We’ll start by understanding why your orgasms differ from time to time: mood, stimulation style, whether you’re tense or relaxed, etc. Then we’ll go through guiding principles — ideas like delaying gratification, trying new kinds of stimulation, and involving more of your body. We’ll drop in recent research to back up each of these, so it’s not just hearsay (yes, science is sexy).

After that, we’ll get practical: tweaks and experiments you can try in your solo time — different positions, new toys, combining spots, edging, all that. We’ll also cover safety — because intensity is great, but comfort + consent (even with yourself) matter most. Finally, we’ll answer FAQs: anal play, masturbation frequency, what’s normal, and more.

Whether you’re curious about stronger orgasms, bored of the same routine, or just want to feel more present and pleasure-aware, this is for you. Let’s unlock more powerful, fulfilling solo sessions.

Principles

Here are some core ideas (“principles”) that tend to make orgasms stronger, deeper, more satisfying. These aren’t rules so much as things worth experimenting with.

Slow / Delayed Gratification

Taking your time can lead to more powerful releases. One technique is letting yourself build arousal slowly rather than rushing toward climax. This gives your nervous system more time to ramp up pleasure signals, which can lead to a more intense orgasm when you finally let go.

There’s related research and user-data supporting the idea of delaying orgasm (often called “edging”) as a way to amplify orgasm quality. For example, a recent “Sexperiment” by the sex toy company Lioness found that the majority of users who practiced edging reported longer sessions and longer orgasms than when they didn’t edge. [1]

Also, edging shows up in sex-health sources (like WebMD) as a technique that can increase satisfaction, delay climax, help with control, and deepen orgasmic intensity. [2]

New Kinds of Stimulation

Trying new forms or patterns of stimulation — whether different pressure, textures, rhythms, or body areas — can awaken sensitivity that routine often dulls. Our nervous system adapts: what once felt super intense can become “normal,” so novelty can help re-kick things up.

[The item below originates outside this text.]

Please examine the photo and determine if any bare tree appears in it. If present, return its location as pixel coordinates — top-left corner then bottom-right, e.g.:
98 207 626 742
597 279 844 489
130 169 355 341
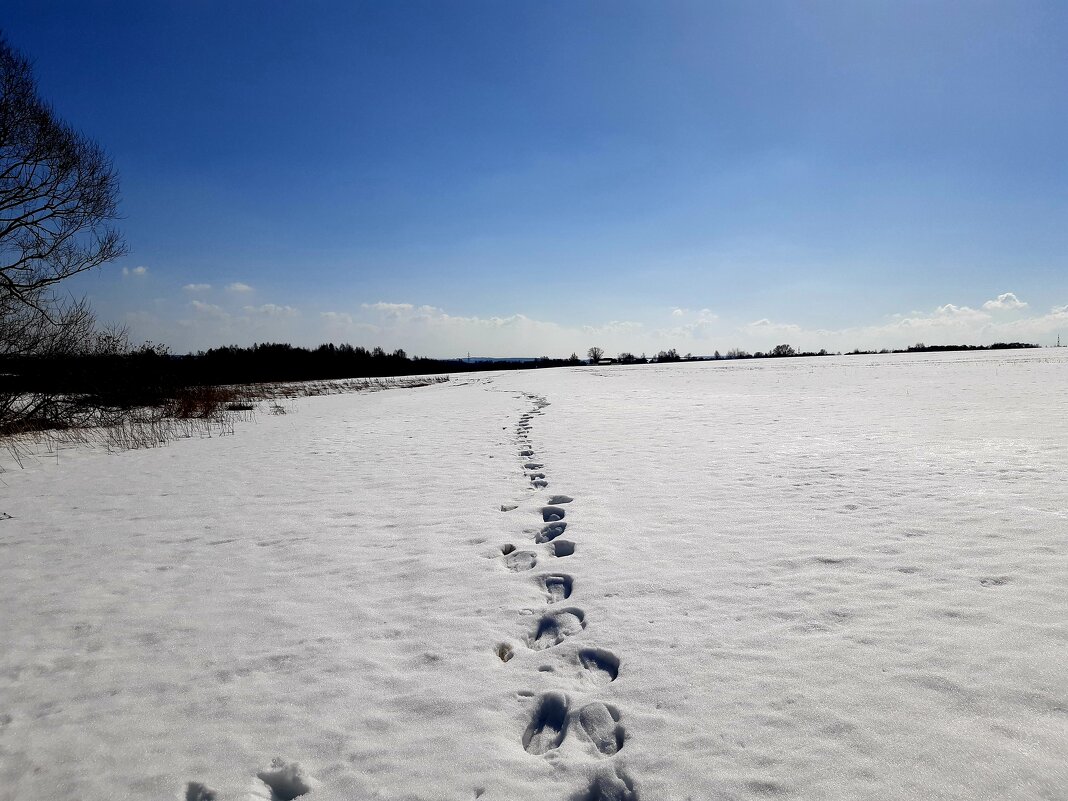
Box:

A study mapping erogenous zones in the rectum (among people who practice receptive anal intercourse) showed that different zones (especially superficial anterior regions) are experienced differently, and some people report being able to orgasm from anal stimulation alone or with co-stimulation. [3] That suggests that bringing in new zones of stimulation (not just the usual genitals) can make a big difference.

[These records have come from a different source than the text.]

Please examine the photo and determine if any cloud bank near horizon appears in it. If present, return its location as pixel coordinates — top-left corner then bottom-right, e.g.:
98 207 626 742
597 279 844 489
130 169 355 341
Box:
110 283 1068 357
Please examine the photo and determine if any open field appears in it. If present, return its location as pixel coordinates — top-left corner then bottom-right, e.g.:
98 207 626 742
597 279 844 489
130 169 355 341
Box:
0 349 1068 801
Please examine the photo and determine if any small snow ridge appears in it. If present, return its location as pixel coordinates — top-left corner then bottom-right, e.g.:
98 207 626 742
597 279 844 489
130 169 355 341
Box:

Also, research on genital stimulation in women has associated greater orgasm consistency (vaginal orgasm consistency) with sensitivity from deeper vaginal or cervical stimulation rather than just shallow or external stimulation. [4]

Full Involvement

By “full involvement,” I mean engaging more of your body (mind + senses + multiple erogenous zones), not just focusing narrowly on one spot. Think mind-body, touching extra zones, perhaps combining genital + anal + nipple or other erogenous regions, or integrating fantasy, breathing, mental feelings, etc.

Here again, the anal erogenous zone mapping study is useful: many people reported needing co-stimulation (stimulating more than one region at once) to reach orgasm when using anal or vaginal stimulation. [3]

Also, a study of fMRI in women showed that orgasm (both self-induced and partner-induced) engages not just sensory/motor areas but large networks in the brain including reward, emotional, and integrative regions — so pleasure is very much whole-body, whole-mind. [5]

Better Masturbation Orgasm Tips (More Detailed)

These are ways to level up your solo sessions. Try a few, mix and match, and see how your body responds. Everyone’s different, so experimentation and patience are key.

Reduce or Stop Watching Porn

Porn can be fun, but too much of it can rewire your brain to rely only on certain visual triggers. Over time, this may dull sensitivity to other types of arousal, leaving real-life sensations feeling a bit flat. Taking a break from porn gives your body and mind space to reconnect with natural arousal, fantasy, and touch. Many people notice that when they reduce or stop, their sensitivity returns, orgasms feel more personal, and arousal builds more naturally.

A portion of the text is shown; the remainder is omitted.